# Catholic Shampoo



## kruizer (Jul 24, 2018)

*TWO NUNS WERE SHOPPING AT A 7-11 STORE.  *


AS THEY PASSED BY THE BEER COOLER, ONE NUN SAID TO THE OTHER, "WOULDN'T A NICE COOL BEER OR TWO TASTE WONDERFUL

ON A HOT SUMMER EVENING?"


THE SECOND NUN ANSWERED, "INDEED IT WOULD, SISTER, BUT I WOULD NOT FEEL COMFORTABLE BUYING BEER,

SINCE I AM CERTAIN IT WOULD CAUSE A SCENE AT THE CHECKOUT STAND."

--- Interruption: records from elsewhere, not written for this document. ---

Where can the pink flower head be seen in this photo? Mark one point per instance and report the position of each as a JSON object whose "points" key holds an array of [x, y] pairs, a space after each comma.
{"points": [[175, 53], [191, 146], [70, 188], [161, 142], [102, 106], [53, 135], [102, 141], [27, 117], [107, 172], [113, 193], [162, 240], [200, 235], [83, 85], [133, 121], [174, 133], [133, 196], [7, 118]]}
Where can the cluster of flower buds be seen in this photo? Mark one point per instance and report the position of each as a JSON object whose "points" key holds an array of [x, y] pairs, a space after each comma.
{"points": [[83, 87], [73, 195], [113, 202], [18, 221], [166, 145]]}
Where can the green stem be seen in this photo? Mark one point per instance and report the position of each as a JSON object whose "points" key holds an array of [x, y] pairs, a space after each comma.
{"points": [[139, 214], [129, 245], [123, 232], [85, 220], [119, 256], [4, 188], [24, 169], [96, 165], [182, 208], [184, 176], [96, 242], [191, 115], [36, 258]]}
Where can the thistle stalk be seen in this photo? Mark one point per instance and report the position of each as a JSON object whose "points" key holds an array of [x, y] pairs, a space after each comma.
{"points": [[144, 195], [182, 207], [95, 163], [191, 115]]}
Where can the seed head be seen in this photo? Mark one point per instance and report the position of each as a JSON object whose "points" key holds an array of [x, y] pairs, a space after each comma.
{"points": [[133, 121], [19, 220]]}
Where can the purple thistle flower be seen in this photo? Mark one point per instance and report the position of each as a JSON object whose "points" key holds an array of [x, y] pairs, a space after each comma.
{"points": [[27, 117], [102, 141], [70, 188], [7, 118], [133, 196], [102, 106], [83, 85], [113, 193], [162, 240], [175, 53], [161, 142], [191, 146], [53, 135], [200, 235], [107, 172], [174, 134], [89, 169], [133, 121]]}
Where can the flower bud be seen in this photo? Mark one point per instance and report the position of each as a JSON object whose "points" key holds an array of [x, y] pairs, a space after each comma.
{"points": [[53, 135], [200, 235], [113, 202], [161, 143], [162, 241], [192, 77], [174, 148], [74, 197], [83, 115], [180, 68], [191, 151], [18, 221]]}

"I CAN HANDLE THAT WITHOUT A PROBLEM," THE OTHER NUN REPLIED, AND SHE PICKED UP A SIX-PACK AND HEADED FOR  THE CHECK-OUT.


 THE CASHIER HAD A SURPRISED LOOK ON HIS FACE WHEN THE TWO NUNS ARRIVED WITH A SIX-PACK OF BEER.

"WE USE BEER FOR WASHING OUR HAIR" THE NUN SAID, "BACK AT OUR NUNNERY, WE CALL IT CATHOLIC SHAMPOO

.

 WITHOUT BLINKING AN EYE, THE CASHIER REACHED UNDER THE COUNTER. PULLED OUT A PACKAGE OF PRETZEL STICKS,

AND PLACED THEM IN THE BAG WITH THE BEER.


HE THEN LOOKED THE NUN STRAIGHT IN THE EYE, SMILED, AND SAID:  "THE CURLERS ARE ON THE HOUSE."





 --


_**** R E M E M B E R  ****
Be kind and please remove my email  address if you forward, and use BCC.
                         Say no to Scammers. Thank you. _


----------



## noboundaries (Jul 24, 2018)

Cute joke.


----------



## HalfSmoked (Jul 24, 2018)

Yell Buddy like that. Years ago I worked part time in a liquor store and my best customer was a Catholic Priest.

Warren


----------



## zwiller (Jul 24, 2018)

Funny.  Brought back memories of being an altar boy having to stock beer in the fridge at the rectory.


----------



## MeatSkull (Jul 24, 2018)

What knight was at the round table?
Sir Cumference! :eek:


----------